Thursday, December 8, 2011

Serendipity..??

With a new hope, and a new beauty, around me. I stole it. Yeah. I did..But wait, there's still more and a long way to go. You see, i am diving back into the self-pitiful work of a researcher. Researcher. Eh, high hopes, i guess. But, the work is too too white and heart-thumping. Regulons of a whole new molecular basis of microscopic systems. Silencing of genes, in a very whole new way.

I recently came across an article that cites one of my most curiously studied subject. Prediction of genes using fourier analysis. That was cool. The aim is too use the periodicity of three base pairs which codes an amino acid. And then use fourier analysis to examine its periodicity and then develop tools to recognise the coding regions. This was another interesting thing i came across in this span of fifteen days.

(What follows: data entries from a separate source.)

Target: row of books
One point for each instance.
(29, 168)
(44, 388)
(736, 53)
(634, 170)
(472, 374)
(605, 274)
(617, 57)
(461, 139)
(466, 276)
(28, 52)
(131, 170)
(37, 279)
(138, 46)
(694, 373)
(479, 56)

This was all a new world around me. The conference. And the motivation. All at one go. This was way too much for me to gulp all those brilliant ubiquitous research. Research! The word and the world of it, has a whole new dimension. I never knew, research is done in such an extensive ways outside, people drooling and drowning themselves over it. One of those yearly author of at least one article (almost..there) of Nature, said he wanted to carry on for another twenty more years. Huh! That was one blow for me. He is almost retiring and he still wants to continue for another twenty more years. How can he think like this? It is against the laws of aging and nature. He can't and he shouldn't even think about it. He is a disgrace to nature..isn't he? or is it, me? Whatever..but how much does he think he will do? How much?
 Here, i am sitting lazily, surmising of those mesmerizing moments of my childhood.......shit! All that went like a bullet...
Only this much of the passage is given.